Monday, August 12, 2013

Rubber Tire Tour: Museums, Roanoke Region

The stone, glass and steel 21st Century Taubman Museum of Art lifts itself from the 19th Century brick surround of Roanoke.  Somehow, this building now belongs in its place; it has settled into a reflection of its neighbors, with a slight and welcome patina. Inside, even better.  Della Watkins, Director, and her colleagues, offer choice, quality exhibitions by turns tender, playful, provocative, and compelling. Programs align with the exhibitions and include many opportunities for families. The museum is free, the gift shop well-stocked, the new cafe welcoming.  

Museum visits begin with the website. Taubman writes about its exhibitions and programs with an unusually sensitive intelligence.  

Supporting a museums of this scale and quality in a market the size of Roanoke is no small achievement.  As reported by the press, the museum has faced financial hardships, to be expected of any museum opening at the start of the economic downturn.  It founders have returned to the Taubman, sometimes wishing they could release it, I’m sure, but with it nonetheless.  It looks to me as if this museum is going to be one of those that could, and did, and does for a long time to come.  www/

Roof Top Garden, above, Center in the Roanoke, reopened, completely renovated, May 2013, houses three museums: the all volunteer Harrison Museum of African American Culture History Museum of Western Virginia, and the Science Museum of Western Virginia.  

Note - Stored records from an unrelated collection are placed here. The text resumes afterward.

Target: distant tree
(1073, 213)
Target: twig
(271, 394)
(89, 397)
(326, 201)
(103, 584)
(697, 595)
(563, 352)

The exhibitions of the History Museum of Western Virginia are as good as history museums get. One explains the human migration through Southwest Virginia through the 20th century in the region.  A Civil War exhibition commemorates the sesquicentennial.  Both excellent.  The museum can be said to be fully formed.
Two week’s after opening, the museum laid off its director and fund raiser.  It has a debt of more than $1 million.  A board member has stepped in as acting director. This serious situation remains unresolved.

The Science Museum of Western Virginia remains a work in progress, rightfully so. They have not raised (or spent) the money necessary for all new exhibitions so they have smartly revitalized old exhibits which work perfectly well in their new space.  A new butterfly garden, knowledgeably staffed, occupies the top floor.  An OmniGlobe, animates weather patterns over millions of years on Earth and even other planets.  Everything I saw works and many families were enjoying, engaging, learning, having fun.  www.smwv.or
Still under wraps, before opening, Science Museum of Western Virginia
D-Day Memorial
Eighty-eight acres hugh, built in Bedford because, proportionally, this tiny town lost more men than any other town in American.  Washingtonians (me) love their memorials, so I can say the D-Day Memorial stands shoulders above anything in DC. We have nothing of this scale, grandeur, or poignancy.  Perhaps having the memorial in Bedford where so many men lost walked to school, kissed a girl for the first time, helped their fathers in the fields adds to the grace and meaning.  The artistic quality of the sculpture, the landscape -- hard and soft -- and the water features working together provide a transcending experience. 

The D-Day Memorial has undergone recent leadership transitions.  Considering the fiscal sustainability of this site might wither those with the sternest military bones. Currently, the memorial is a private 501(3)c nonprofit and no doubt must find a suitable partner to share in the on-going care of this astounding American treasure.  To my thinking, this should be a federal partner because this site has undeniable national and international reach.

Mr. Jefferson’s Summer Retreat:  Poplar Forrest

A website is never a substitute for an on-site visit, but if ever there was a website worth reading, is one. Here you will find rich depth, built layer-by-layer, over years as painstaking archeology uncovered Jefferson’s creative genius.  Thomas Jefferson’s very private retreat house were nearly lost to encroaching redevelopment when, in the 1980s, a small group of local residents joined together to protect the site. Today, as they say so well:

        Poplar Forest's unique contribution lies in its unparalleled personal scale,
        its contemplative character, and the immediacy of its message for the life of the mind.
        It can stimulate reflection and learning through providing high-quality experiences for 
        smaller numbers of people onsite and through radiating ideas to greater numbers via technology.

Poplar Forest also has a new director -- Jeffery Nichols, a man with historic site experience, and like Jefferson, unbounded intellectual curiosity, dreams for a better future and a commitment to generations to come.